なんの予告もなく現れた巨人族は、ブロック塀を軽々と飛び越え我が家に侵入して来た。
かなり白っぽいシルバーブロンドに赤い瞳。
天気が良く太陽も高い今時分には目にイタい。
むやみに長い薄い水色のマフラーに黒いロングコートが、ムカつく程似合う我が“師匠”プロイセン。

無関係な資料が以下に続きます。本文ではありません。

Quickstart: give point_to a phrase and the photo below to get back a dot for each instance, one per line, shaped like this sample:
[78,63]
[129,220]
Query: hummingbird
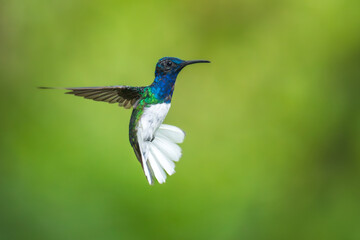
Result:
[155,144]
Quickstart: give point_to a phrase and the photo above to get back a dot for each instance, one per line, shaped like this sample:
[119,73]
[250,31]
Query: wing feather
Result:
[126,96]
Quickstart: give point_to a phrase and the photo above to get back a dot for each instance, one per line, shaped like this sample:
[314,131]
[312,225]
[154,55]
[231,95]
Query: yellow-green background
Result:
[273,123]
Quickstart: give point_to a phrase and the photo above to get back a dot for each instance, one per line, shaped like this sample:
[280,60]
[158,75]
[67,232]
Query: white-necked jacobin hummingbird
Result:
[154,143]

人名はギルベルト・バイルシュミット……舌を噛みそうな名前。
独りでも騒々しい男は、当たり前のように縁側に座り込み靴を脱ぎ始めた。
相変わらずの手ぶら。
この家に着替えなどは置きっぱなしなのだから、それでいいのだろうが。
「毎度毎度、よくそんな軽装で税関抜けられますね」
日本。
人名は本田菊、は呆れつつようやく空になった洗濯籠をぶら下げ声をかける。
「やべぇモン持ってなきゃ通れるだろ、普通。俺等外官扱いだし」
そもそも“国”とは易々と出掛けるモノではないのだ。
それを今更この男に云った所で、鼻で一笑されるだけだろう。
ふぅっと息を付くと長い脚を邪魔そうに組んだギルベルトと目が合う。